Leadership positions in the United States are held disproportionately by graduates of a group of 12 highly selective, private “Ivy-Plus” colleges—the eight colleges in the Ivy League, the University of Chicago, Duke, MIT, and Stanford. Less than one percent of Americans attend these 12 colleges, yet they account for 15% of those in the top 0.1% of the income distribution, a quarter of U.S. Senators, half of all Rhodes scholars, and three-fourths of Supreme Court justices appointed in the last half-century (Figure 1).
Furthermore, the students who attend Ivy-Plus institutions disproportionately come from high-income backgrounds themselves: just 10% of students scoring at the 99th percentile on the SAT/ACT from middle-class families attend an Ivy-Plus college, compared with 40% of similarly high-scoring students from families in the top 1 percent of the income distribution (Figure 2).
These two facts motivate our central question: Do highly selective colleges perpetuate privilege across generations and, conversely, could these colleges diversify America’s leaders by changing their admissions policies?
We answer this question using a “big data” approach—combining anonymized admissions data from several private and public colleges linked to parents’ and students’ income tax records and students’ SAT/ACT scores.
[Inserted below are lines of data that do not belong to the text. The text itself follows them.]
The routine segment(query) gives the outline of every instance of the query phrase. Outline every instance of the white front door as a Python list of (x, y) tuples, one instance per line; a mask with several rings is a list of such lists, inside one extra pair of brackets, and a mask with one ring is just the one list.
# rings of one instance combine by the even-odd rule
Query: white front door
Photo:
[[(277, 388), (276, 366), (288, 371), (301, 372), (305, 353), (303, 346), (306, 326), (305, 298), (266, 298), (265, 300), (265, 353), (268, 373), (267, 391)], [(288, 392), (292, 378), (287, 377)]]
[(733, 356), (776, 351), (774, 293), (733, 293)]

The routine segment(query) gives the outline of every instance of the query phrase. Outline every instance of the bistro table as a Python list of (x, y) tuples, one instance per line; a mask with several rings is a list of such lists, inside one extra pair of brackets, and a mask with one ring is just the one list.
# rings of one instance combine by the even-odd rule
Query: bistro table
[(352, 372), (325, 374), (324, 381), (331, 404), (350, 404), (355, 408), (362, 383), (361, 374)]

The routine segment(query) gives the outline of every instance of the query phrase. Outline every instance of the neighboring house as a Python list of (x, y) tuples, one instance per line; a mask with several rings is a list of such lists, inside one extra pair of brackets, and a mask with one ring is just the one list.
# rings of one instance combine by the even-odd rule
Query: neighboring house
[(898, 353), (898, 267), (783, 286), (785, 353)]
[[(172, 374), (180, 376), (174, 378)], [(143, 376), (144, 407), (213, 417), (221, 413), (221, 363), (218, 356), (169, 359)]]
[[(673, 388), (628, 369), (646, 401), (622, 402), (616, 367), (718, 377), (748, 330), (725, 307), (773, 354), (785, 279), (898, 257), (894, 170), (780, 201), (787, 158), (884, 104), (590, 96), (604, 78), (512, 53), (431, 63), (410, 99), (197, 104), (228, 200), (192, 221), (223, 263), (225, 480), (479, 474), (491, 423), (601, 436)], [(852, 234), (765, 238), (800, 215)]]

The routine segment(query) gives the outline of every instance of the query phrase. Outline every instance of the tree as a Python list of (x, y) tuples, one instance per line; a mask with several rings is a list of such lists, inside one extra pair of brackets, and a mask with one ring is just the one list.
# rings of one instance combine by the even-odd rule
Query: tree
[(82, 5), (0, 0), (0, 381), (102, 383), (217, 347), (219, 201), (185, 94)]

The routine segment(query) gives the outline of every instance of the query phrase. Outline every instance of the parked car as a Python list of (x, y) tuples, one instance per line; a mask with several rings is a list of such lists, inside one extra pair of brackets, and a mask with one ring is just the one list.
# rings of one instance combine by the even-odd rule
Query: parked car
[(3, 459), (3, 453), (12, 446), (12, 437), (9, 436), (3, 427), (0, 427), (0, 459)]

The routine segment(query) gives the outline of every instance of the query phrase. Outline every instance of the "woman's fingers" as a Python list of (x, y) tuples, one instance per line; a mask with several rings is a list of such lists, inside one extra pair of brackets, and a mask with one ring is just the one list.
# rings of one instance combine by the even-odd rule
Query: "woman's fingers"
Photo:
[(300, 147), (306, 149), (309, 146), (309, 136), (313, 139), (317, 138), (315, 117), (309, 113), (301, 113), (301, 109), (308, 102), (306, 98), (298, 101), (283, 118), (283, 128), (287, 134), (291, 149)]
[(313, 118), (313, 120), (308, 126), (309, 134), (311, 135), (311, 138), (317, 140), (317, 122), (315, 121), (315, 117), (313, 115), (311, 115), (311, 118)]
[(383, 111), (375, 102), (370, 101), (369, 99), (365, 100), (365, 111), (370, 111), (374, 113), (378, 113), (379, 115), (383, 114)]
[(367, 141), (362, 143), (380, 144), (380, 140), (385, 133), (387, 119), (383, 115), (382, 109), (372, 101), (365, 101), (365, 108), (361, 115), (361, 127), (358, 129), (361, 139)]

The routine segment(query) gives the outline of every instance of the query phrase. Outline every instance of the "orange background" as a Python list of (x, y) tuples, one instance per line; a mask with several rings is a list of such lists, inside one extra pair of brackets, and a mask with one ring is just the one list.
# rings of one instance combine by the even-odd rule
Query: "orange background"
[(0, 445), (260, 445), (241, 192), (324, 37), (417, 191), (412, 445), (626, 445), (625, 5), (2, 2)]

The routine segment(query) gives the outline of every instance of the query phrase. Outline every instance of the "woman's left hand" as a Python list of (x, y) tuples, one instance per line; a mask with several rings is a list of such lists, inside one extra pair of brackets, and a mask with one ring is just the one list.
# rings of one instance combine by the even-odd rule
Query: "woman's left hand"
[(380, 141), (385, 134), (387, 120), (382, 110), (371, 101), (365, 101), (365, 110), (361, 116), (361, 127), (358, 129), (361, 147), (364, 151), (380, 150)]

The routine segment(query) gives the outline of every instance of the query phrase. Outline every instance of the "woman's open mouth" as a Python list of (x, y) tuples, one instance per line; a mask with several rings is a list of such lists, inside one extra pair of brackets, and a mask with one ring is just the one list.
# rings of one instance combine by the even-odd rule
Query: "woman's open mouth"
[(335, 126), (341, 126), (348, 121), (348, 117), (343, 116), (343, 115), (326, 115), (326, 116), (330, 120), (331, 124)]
We find that certain admissions practices at Ivy-Plus colleges—legacy preferences, weight placed on nonacademic factors, and athletic recruitment—give children from high-income families an advantage in admissions. Furthermore, being admitted to an Ivy-Plus college dramatically changes children’s life trajectories, giving them much greater chances of reaching positions of leadership. Together, these results imply that Ivy-Plus colleges could significantly increase the socioeconomic diversity of America’s leaders by changing their admissions practices.
• Ivy-Plus colleges are more than twice as likely to admit a student from a high-income family as compared to low- or middle-income families with comparable SAT/ACT scores.
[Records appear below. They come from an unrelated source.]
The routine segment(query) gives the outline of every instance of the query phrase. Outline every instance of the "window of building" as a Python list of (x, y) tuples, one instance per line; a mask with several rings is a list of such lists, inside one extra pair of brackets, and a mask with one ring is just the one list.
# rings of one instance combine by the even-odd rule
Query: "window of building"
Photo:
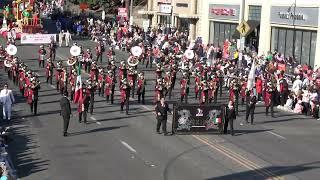
[(226, 39), (231, 40), (232, 34), (234, 33), (237, 24), (232, 23), (220, 23), (220, 22), (210, 22), (214, 25), (210, 25), (210, 28), (214, 28), (213, 37), (210, 35), (210, 43), (215, 46), (223, 46)]
[(261, 20), (261, 6), (249, 6), (249, 20)]
[(314, 65), (316, 42), (315, 31), (272, 27), (271, 50), (294, 56), (300, 64)]
[(184, 7), (187, 8), (188, 7), (188, 3), (176, 3), (177, 7)]

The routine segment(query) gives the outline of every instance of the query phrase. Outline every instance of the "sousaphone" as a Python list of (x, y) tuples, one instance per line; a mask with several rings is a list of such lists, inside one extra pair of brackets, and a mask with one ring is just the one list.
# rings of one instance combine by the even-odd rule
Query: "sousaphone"
[(79, 46), (72, 46), (70, 48), (70, 54), (72, 56), (79, 56), (81, 53), (81, 48)]
[(139, 64), (139, 59), (137, 58), (129, 58), (128, 59), (128, 65), (131, 67), (135, 67)]
[(71, 57), (71, 58), (68, 59), (67, 64), (68, 64), (68, 66), (73, 66), (73, 65), (76, 64), (76, 62), (77, 62), (77, 59)]
[(11, 68), (12, 67), (12, 61), (5, 59), (3, 62), (3, 65), (7, 68)]
[(6, 51), (10, 56), (14, 56), (14, 55), (17, 54), (18, 49), (17, 49), (17, 47), (15, 45), (10, 44), (10, 45), (7, 46)]
[(139, 57), (142, 54), (142, 49), (139, 46), (134, 46), (131, 48), (131, 53), (136, 56)]
[(186, 52), (184, 53), (184, 55), (186, 56), (186, 58), (188, 59), (193, 59), (194, 58), (194, 53), (192, 50), (188, 49), (186, 50)]

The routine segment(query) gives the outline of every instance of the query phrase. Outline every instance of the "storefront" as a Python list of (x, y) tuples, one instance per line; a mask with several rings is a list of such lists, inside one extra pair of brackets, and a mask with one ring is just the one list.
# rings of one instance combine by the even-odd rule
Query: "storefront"
[(172, 22), (172, 6), (171, 4), (159, 3), (159, 12), (157, 14), (157, 23), (171, 25)]
[(270, 12), (270, 50), (314, 66), (319, 8), (272, 6)]
[(239, 23), (240, 5), (209, 5), (209, 43), (222, 46), (226, 39), (233, 39)]

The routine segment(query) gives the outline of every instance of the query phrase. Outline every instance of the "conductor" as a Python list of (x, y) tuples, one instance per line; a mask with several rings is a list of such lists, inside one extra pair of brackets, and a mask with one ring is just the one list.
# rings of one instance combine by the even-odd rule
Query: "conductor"
[(67, 92), (64, 92), (63, 97), (60, 99), (61, 116), (63, 118), (63, 136), (68, 136), (67, 131), (71, 115), (70, 100), (67, 95)]
[(233, 102), (229, 101), (228, 106), (226, 107), (226, 121), (224, 123), (223, 133), (227, 134), (228, 132), (228, 125), (230, 123), (230, 134), (233, 136), (233, 120), (236, 119), (236, 112), (233, 106)]
[(168, 111), (170, 112), (170, 109), (168, 103), (165, 102), (164, 97), (157, 103), (155, 110), (157, 115), (157, 133), (160, 134), (160, 126), (162, 126), (162, 132), (167, 136), (167, 119)]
• Higher admission rates for students from high-income families can be attributed to three factors: preferences for children of alumni (legacies), higher non-academic ratings, and athletic recruitment.
• The three factors underlying the high-income admissions advantage are not associated with better post-college outcomes; in contrast, SAT/ACT scores and academic ratings are highly predictive of post-college success.
• Attending an Ivy-Plus instead of a flagship public college triples students’ chances of obtaining jobs at prestigious firms and substantially increases their chances of earning in the top 1%.
• By changing their admissions policies, Ivy-Plus colleges could significantly diversify the socioeconomic backgrounds of America’s highest earners and leaders.